To recap the Non Farm Payroll (NFP) from last blog, this is a report on the unemployment of the country. As you may recall, it is called ‘non-farm’ because it excludes all data pertaining to agriculture. The reason for this is that agricultural sectors vary according to seasons and so this erratic factor has been removed to keep the data consistent over time. This is a monthly measurement and shows the change in employment and, as I previously mentioned, is a very important indicator of a healthy economy as more jobs means more consumer spending. This data is released as numerical data – a whole number, and doesn’t necessarily have to be higher than the previous month for it to be a favourable result. The trick is to look at the forecast for that release and see rather how it compares to that. If it is higher than the forecast then that might lead to a bullish trend. However note that although this does refer to the level of employment, if you look at another report that shows the actual employment level this will be measured as a percentage and will be related to the previous release. For example if the unemployment was at 7.8% and now is at 8.5%, this is bad for the economy as more people are now without jobs.

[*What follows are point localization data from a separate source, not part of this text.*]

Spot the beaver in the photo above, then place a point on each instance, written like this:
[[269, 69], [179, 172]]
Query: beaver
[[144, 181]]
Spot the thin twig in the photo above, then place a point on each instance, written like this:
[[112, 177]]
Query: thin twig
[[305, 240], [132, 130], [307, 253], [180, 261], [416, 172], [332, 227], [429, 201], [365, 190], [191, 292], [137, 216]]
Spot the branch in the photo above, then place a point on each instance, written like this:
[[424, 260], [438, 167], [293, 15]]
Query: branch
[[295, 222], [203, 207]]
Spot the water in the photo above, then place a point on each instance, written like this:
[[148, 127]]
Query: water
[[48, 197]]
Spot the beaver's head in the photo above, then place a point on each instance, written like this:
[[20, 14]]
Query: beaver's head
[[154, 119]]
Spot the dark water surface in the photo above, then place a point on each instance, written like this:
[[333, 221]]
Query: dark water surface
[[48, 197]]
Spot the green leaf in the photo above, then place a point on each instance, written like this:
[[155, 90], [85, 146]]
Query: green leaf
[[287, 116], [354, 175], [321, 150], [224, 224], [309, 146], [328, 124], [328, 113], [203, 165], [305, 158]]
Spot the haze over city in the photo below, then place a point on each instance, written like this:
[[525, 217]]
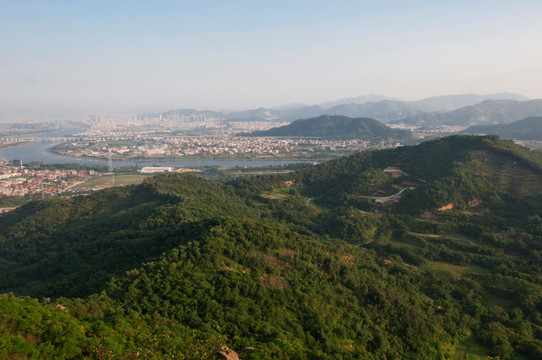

Another very important aspect that has a great impact on a country’s economy is the Trade Balance. This is the balance between export and import. If I could use the analogy of a regular goods store – you will make a good profit at the end of the month if you have sold more goods (export) than you have had to buy for stock (import). A country’s trade balance is basically the same thing and measures the demand for the country’s goods and services and therefore it’s currencies. This global trade is what assists in managing the flow of currencies around the world. A trade surplus happens when you have exported more and this leads to a positive trade balance and to a gain in the currency’s value. The reason for this is that an importer must pay in the domestic currency of the country they are buying from; this leads to higher demand for that currency. The stats are either positive or negative number, such as 1.4B or -3.2B and this indicates a trade surplus or deficit respectively.
Now all these economic events don’t necessarily affect the charts immediately. Although an event such as a new NFP stat can have a really quick effect, a new interest rate policy can take some time before any changes are seen. The best thing to do is try stay informed and keep up to date with news events. These are often good indicators of shifts in sentiment and this will give you clues as to where the price direction may be heading.